日本地球惑星科学連合2014年大会

講演情報

口頭発表

セッション記号 M (領域外・複数領域) » M-IS ジョイント

[M-IS31_2AM1] 分野横断的連携による総合的な地球温暖化研究に向けて

2014年5月2日(金) 09:00 〜 10:45 511 (5F)

コンビーナ:*立入 郁(海洋研究開発機構)、河宮 未知生(海洋研究開発機構)、筒井 純一(電力中央研究所)、座長:河宮 未知生(海洋研究開発機構)

09:15 〜 09:30

[MIS31-02] 気候変動研究における気候・影響・社会経済の並行プロセスと統合プロセス

*江守 正多1 (1.国立環境研究所)

国連気候変動枠組条約における国際交渉では、温暖化対策の長期目標として「産業化前を基準に世界の平均気温上昇を2℃以内に抑える観点から対策を行う必要がある」という認識が合意されている。
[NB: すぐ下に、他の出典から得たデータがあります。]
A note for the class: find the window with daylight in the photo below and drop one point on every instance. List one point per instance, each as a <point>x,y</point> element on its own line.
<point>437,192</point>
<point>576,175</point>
昨年9月に発表されたIPCC第1作業部会の第5次評価報告書によれば、この目標を50%の可能性で達成するためには、人類が今から将来にわたって排出する二酸化炭素の総量を300 GtC程度に抑える必要がある。現在の世界の排出量は年間10 GtC程度であるので、仮に現在の排出量が毎年続くとした場合で、わずか30年でこの制限に達してしまう。「2℃以内」の目標を本気で目指すのであれば、世界の二酸化炭素排出量をできるだけ速やかに減少に転じさせ、今世紀末を目途にゼロに近づけていかねばならない。温暖化の影響についても対策についても多くの研究があるが、それらの全体像には大きな不確実性がある。世界平均気温で「2℃」を超える温暖化が人間社会や生態系にどんなリスクをもたらすかも、徹底的な排出削減対策が社会経済にどんなリスクをもたらすのかも、現時点で正確に把握できる人はいない。また、そのようなリスクの発現の仕方は国、地域、世代や様々な社会属性によって異なり、温暖化を放置したとしても、徹底的に対策をしたとしても、それぞれの場合で「得をする」人と「損をする」人が生じるだろう。さらに、温暖化の影響をどう捉えるかは単なる損得の問題ではなく、生態系や途上国や将来世代に押し付けられたリスクにどの程度心を痛めるかといった、人によって異なる価値判断が関わってくる。気候変動の科学は、このような不確実で、複雑で、曖昧なリスク問題についての社会の意思決定に必要な科学的情報を提供する役目がある。これに向けて、気候、影響、社会経済の3つの研究コミュニティー(IPCCの第一、第二、第三作業部会にそれぞれ対応)で相互連携を図ろうとする流れが、数年前より国際的に本格化してきている。2010年ごろにRCP(代表的濃度経路)の議論を通して企図された3つのコミュニティーの並行プロセスと統合プロセスというアイデアを、IPCC 第5次評価報告書が発表された現時点から振り返り、プロセスの達成度と今後の展望を議論する。